Over and over again, Biden and Sanders’ voters say they are the least likely to change their mind. In our latest CNN/SSRS poll, Biden scores 37% among those potential Democratic primary voters who say they are definitely going to vote for the candidate they currently support. That’s well above the 28% he gets overall. Sanders exhibits a similar pattern: He earns 17% overall and 25% among those who say they will definitely vote for the candidate they currently support.
The finding of this particular question is backed up by the consistency of Biden’s and Sanders’ support. Biden has averaged 30% in 10 CNN polls taken of the 2020 primary. His 28% this time is well within the margin of error of that 30%. Only twice has Biden’s support fallen outside the margin of error of 30%: Once, when he received an announcement bump in late April, and later, after his poor performance in his first debate. In both cases, he returned to within 2 points of 30% in the following poll.

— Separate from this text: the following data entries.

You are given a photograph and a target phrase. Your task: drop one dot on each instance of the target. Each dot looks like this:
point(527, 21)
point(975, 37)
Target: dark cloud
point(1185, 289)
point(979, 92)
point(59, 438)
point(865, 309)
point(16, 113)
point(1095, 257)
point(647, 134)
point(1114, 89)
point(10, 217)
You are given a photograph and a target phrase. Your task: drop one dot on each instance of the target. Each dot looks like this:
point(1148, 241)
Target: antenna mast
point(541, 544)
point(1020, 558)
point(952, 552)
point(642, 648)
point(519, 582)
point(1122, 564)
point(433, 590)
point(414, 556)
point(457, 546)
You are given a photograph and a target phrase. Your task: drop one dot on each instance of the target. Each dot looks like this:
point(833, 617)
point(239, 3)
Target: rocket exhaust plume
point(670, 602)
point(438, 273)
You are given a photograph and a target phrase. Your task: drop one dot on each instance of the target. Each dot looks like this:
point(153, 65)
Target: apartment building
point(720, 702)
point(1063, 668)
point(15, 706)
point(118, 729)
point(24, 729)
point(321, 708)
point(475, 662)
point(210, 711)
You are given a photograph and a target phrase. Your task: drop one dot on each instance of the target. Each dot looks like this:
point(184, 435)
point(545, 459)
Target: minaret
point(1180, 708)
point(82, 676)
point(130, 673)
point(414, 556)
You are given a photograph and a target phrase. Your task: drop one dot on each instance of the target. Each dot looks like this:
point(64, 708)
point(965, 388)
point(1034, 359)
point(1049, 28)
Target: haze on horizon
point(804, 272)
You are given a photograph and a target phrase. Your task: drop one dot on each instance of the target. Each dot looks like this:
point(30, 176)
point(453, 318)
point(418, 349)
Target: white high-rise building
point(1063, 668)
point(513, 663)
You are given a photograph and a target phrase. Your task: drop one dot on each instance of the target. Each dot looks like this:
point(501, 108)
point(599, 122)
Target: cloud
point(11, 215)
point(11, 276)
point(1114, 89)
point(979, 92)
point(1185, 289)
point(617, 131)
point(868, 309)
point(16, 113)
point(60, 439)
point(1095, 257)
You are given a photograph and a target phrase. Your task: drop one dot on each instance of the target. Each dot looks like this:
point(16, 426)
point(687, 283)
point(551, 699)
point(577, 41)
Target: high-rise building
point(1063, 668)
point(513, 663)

Sanders has been even more steady. He’s averaged 16% in the 10 CNN national polls. In nine of those 10 polls, he was within 2 points of that 16%. The one exception was when he was at 19% and within 3 points of that 16%.
Now, the current steadiness of Biden and Sanders isn’t guaranteed to hold just because it has so far. Indeed, about 40% of voters who support either candidate say they may change their mind.
Yet, Biden’s and Sanders’ support is clearly more likely to hold than it is for the other candidates currently in the top four: South Bend, Indiana, Mayor Pete Buttigieg or Massachusetts Sen. Elizabeth Warren. Averaging across our last two polls, about 65% to 70% of their supporters say they might change their mind to back a different candidate. That’s not only significantly larger than Biden’s or Sanders’ backers, it’s larger than Democratic primary voters overall (52% in our latest poll).
Buttigieg’s and Warren’s higher “might change their mind” numbers is reflective of their general trajectories. Buttigieg has gone from basically 0% earlier this year to double-digits now. Warren has ranged from less than 5% to nearly 20%. Voters who are attracted to them simply seem to be more fickle.
Of course, fickleness won’t necessarily keep Buttigieg or Warren from winning. If you get enough supporters at the right time (i.e. when voting starts), then who cares if they supported you all along.
Likewise, Biden’s 30% won’t win him the nomination if he can’t expand his support. That goes doubly for Sanders’$2 16% average. Both will need to grow their bases once voting starts if they want to win.
These numbers, though, clearly indicate that they start off with a more firm base than others in their quest to win the nomination.